Jeff adds that at Sandberg, their outsourced staff often goes that “extra mile.” The firm’s copy center operates officially until 6:30 pm; however, one of the firm’s attorneys had an emergency copy job—after 6:30 on a Friday evening–that required delivery the next morning to the plaintiff’s attorneys. “We have an emergency service number to call in these situations, and one of the persons in the work center went the extra mile and hand-delivered the required documents.”
Additionally, the service providers’ on-site manager will be an important piece of a successful operation. The first-level of off-site management ensures that the on-site staff has the resources to fulfill all contractual obligations. An open dialogue between the Site Manager, the Regional Operations Manager, and the client will determine whether the operational foundation is built for success. The service provider needs to engage and motivate the staff.

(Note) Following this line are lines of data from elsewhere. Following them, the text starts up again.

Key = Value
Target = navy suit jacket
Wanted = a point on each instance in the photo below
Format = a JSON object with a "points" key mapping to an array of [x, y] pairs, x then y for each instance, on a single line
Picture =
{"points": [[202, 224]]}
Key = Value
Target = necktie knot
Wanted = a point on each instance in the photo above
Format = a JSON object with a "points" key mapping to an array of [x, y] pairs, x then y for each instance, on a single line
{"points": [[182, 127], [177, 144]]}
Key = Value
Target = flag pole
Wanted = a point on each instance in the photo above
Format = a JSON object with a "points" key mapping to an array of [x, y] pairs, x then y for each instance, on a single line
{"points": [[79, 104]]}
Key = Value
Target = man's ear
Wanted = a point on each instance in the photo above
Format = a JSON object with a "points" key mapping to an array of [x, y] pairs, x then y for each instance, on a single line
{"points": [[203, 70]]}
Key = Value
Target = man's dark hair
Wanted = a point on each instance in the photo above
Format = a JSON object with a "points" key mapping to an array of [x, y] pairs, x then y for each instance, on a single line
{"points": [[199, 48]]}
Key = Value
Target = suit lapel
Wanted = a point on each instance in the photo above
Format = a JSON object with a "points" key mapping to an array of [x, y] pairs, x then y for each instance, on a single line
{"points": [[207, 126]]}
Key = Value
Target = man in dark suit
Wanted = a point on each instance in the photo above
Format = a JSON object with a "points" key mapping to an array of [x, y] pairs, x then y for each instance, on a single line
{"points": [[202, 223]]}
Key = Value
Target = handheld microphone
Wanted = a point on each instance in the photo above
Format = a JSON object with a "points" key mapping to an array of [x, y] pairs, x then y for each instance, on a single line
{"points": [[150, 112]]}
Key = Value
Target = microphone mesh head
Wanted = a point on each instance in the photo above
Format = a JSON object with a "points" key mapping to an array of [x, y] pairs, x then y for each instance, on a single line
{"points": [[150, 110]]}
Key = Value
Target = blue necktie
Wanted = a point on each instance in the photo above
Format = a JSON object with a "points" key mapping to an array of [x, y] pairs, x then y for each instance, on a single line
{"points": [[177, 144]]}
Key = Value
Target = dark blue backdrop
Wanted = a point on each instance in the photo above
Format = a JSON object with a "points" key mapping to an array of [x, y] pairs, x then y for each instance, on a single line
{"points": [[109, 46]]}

A communication breakdown here can cause an engagement to go wrong. At Sandberg, the firm’s initial outsourcing service partner was acquired by a large organization, and communications with the partner began to deteriorate. Jeff says, “By the time the partner began to respond to our needs, we had already decided to go in a different direction—and it was too little too late.” Rather, Sandberg took the opportunity to fully investigate the market. Jeff adds, “We didn’t have the bandwidth to run the process internally, so we had Mattern run the RFP. Through this process, we verified how we could substantially improve our service levels, and we brought in 3 of the leading competitors in for face-to-face interviews. We wanted to ensure that connection and responsiveness from the beginning—and at the end of the day, we decided to increase our outsourcing services in new areas.”
Key Service Provider Tips: Implementation and Reporting (SLAs)
To ensure implementation success for the firm, ask your potential provider about taking a “swarm” approach to overstaffing the operation during the implementation period. Also, shadowing and documenting of procedures during the run-up to transition is critical as unforeseen circumstances occur during the first week of any new operation (existing manuals go missing, key hires decide not to transition at the 11th hour, etc.). It will provide your firm peace of mind to know your provider is prepared to overcome any hurdles that may arise.
Following a successful implementation, the only way to gauge ongoing performance is to measure key metrics, and audit compliance back to contractual obligations. The contract needs to be well-structured with defined service levels, regular reporting on those service levels, and penalties for missed compliance. Additionally, the contract should identify head-count, requirements for staff placed on-site (training, legal background, etc.) and any credits due to the firm for staff underages.
Key Service Provider Tips: Access to Technology/Innovation
If your current or potential service provider has not adopted automation, or is not proactively bringing innovation to the firm, then the firm is not getting the true value of an outsourcing engagement.
Suzanne adds, “We meet monthly with our service provider as schedules permit; during these meetings, our outsourcing partner not only provides utilization statistics to me, but also are able to keep me informed regarding new print services and technology ranging over 150 pieces of equipment. This is a tremendous added-value, both in terms of our knowledge-base, time-efficiency and assisting my managerial role with data.”
Ultimately, these insights illustrate how outsourcing can enhance the stability and culture of your firm and provide better client service in the new market for legal services. When done properly, the engagement will bring a high level of service with engaged, motivated, and trained employees, while freeing the firm to concentrate on its core competency of providing first-class legal service to its clients.